In a move that has left historians, political analysts, and the nation’s collective liver reeling, the 45th and possibly 47th President of the United States has threatened to ‘cancel’ the US Freedom 250 festival, a lavish celebration of the nation’s semiquincentennial that he was planning to co-opt as a televised coronation. Why? Because the artists, in a shocking display of self-preservation, have decided they’d rather gargle bleach than share a stage with a man who thinks ‘covfefe’ is a diplomatic term.
The festival, scheduled for July 4th 2026, was meant to be a unifying, bipartisan blowout. Instead, it has become a ghost parade, a phantom fiesta, a cancelled brunch of epic proportions. The exodus began, as these things do, with a trickle. A country singer here, a Broadway chorus line there. But now it’s a stampede, a running of the bulls in reverse, with the bulls being A-list celebrities and the matador being a spray-tanned toddler in a suit. The latest to flee? A veritable who’s-who of American entertainment, from Lady Gaga to the Rockettes, from Beyoncé to the ghost of James Brown (allegedly). They have all, in essence, said: ‘Thanks, but we’d rather be waterboarded with policy papers.’

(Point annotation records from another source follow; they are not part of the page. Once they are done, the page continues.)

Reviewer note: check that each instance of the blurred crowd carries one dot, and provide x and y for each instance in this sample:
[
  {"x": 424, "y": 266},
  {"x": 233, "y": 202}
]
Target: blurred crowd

Trump, never one to let a snub go un-snubbed, took to his social media platform, Truth Social (a name so ironic it could power a small village), to announce that he would ‘cancel’ the whole shebang. ‘The US Freedom 250 festival is a disaster, a total disaster,’ he typed, presumably with a spork and a single fried onion ring. ‘The fake news media and the woke mob have ruined it. I’m cancelling it. We’ll have a much better, more beautiful celebration at my inauguration. It will be YUGE. And we won’t need has-been performers who don’t know how to treat a President. Sad!’
Now, let’s be clear. The US Freedom 250 is not technically his to cancel. It’s a publicly funded, Congressionally approved celebration, organised by a bipartisan commission. But in Trump’s mind, everything is his, from the nuclear codes to the last slice of pizza at a campaign rally. His threat to scrap the festival is less about logistics and more about the petulant stomp of a child who’s been told he can’t have the last cookie. It’s the political equivalent of taking your ball and going home, only the ball is a nation’s pride and the home is a gilded penthouse full of comb-overs and resentment.
The artists, meanwhile, are breathing sighs of relief so forceful they could power a wind farm. They have dodged a bullet, a very orange, legally dubious bullet. They have chosen principle over platform, dignity over exposure. They have looked at the wreckage of a man’s ego and said, ‘No thank you, I’d rather play for a crowd of angry possums.’ And who can blame them? To perform for Trump is to become a footnote in a tragedy, a supporting character in a farce. To refuse is to become a hero, a martyr for common decency.
The festival itself, if it survives, will now be a curious affair. Perhaps it will feature a single man playing a kazoo, a mime doing a routine about tax reform, and a hologram of Abraham Lincoln reading the Constitution backwards. Or perhaps the whole thing will be scrapped, replaced by a silent vigil where Americans stare at the Washington Monument and wonder how we got here.
In the end, this is a tall tale of our times. A man who claims to love America more than anyone has threatened to cancel its biggest birthday party because the cool kids won’t sit at his table. It’s absurd, it’s tragic, and it’s soaked in the cheap gin of irony. So raise a glass, dear reader, to the US Freedom 250, whatever form it takes. And to the artists who chose freedom over free drinks in the VIP tent. You’re the real patriots. Or at least, the ones with functioning moral compasses.